What promotes the general welfare is a sound rule of law that protects individual liberty from the predations of the legislature. The general welfare is best promoted by people being free to pursue their own interests under the equal protection of a transparently made and enforce law. What promotes the public interest is the guarantee of private freedoms.

Or if you want to use the lingo of the Statists, positive policy outcomes are achieved by promoting personal liberty and the rule of law. The “public interest” is in having predictable and impartial rules that don’t unexpectedly or unfairly tax people for their success but punish them when they transgress the rights of others. To the extent that there IS a public interest at all, then, it’s ensuring the rights of the individual to life, liberty, property, and the pursuit of happiness.

Yet Garnaut’s argument, in the way public interest is defined, sets a hypothetical interest of “all society” at odds with firms and individuals and then makes the government the designated and morally enlightened guardian of what’s good for the public.

But again, if there were such a thing as the public interest, it would probably be in protecting private citizens from the legislative and regulatory whims of those who govern them. Or preventing the government from conduction illegal searches and seizures, or prohibiting the establishment of religions, or of the right to peaceably assemble.

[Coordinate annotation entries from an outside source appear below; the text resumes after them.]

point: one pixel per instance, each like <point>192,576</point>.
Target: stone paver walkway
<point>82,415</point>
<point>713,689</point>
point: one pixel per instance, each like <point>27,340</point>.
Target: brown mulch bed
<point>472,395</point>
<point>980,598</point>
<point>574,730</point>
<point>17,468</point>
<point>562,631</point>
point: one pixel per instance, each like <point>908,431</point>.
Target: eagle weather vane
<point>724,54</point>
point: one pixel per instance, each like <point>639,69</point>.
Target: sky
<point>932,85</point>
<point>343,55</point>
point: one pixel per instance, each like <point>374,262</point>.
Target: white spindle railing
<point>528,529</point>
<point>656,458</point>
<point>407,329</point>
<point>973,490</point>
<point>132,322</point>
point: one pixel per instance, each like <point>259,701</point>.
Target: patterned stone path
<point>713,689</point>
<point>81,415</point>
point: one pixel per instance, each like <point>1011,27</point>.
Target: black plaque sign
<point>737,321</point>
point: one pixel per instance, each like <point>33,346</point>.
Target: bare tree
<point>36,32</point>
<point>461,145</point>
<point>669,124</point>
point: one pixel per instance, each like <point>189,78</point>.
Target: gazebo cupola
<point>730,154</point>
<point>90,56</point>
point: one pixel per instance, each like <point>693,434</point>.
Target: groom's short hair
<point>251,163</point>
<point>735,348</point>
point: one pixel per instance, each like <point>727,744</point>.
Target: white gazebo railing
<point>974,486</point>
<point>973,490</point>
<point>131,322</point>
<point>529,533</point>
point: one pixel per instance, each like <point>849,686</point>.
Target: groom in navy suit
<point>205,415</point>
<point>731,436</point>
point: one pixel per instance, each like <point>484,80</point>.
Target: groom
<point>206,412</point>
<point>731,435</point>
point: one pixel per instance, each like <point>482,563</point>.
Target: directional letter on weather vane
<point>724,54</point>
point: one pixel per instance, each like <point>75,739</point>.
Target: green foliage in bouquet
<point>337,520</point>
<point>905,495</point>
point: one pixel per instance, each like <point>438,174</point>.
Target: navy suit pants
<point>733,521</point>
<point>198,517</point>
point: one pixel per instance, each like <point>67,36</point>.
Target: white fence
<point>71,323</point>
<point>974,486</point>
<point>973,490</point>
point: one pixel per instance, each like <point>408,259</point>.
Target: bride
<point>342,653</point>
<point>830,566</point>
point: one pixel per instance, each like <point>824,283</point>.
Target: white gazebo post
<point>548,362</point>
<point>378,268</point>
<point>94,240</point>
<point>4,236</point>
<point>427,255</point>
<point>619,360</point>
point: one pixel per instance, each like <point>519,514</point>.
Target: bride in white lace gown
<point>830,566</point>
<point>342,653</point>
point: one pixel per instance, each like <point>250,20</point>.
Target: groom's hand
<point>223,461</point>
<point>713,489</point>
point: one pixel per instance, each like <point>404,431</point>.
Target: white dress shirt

This is why so much of the foundational law of free societies is “negative law.” It is a prescription on what the government cannot and must not do. Bills of rights and charters don’t define, generally, what individuals can and cannot do. They usually define precisely the limits of government power. It’s in the public interest to protect individuals from the predations of government.

That’s a bit of political and legal theory. But logically, Garnaut is guilty of what our old classical rhetoric professor would have called the “fallacy or reification.” He has “thingified” the concept of the “public interest” and pretended as if it’s a real thing that has real enemies (the miners) and must be defended by real people (enlightened policy makers).

It’s pretty presumptuous, really. Do the people of Australia own their land? Does the Queen of England? Or do private investors own it?

As a legal alien, there’s only so much we know about who owns what around here. If it’s the people of Australian, then it follows that any non-indigenous Australians owe, and could be coerced into paying, a rent tax to indigenous Australians. Doesn’t it?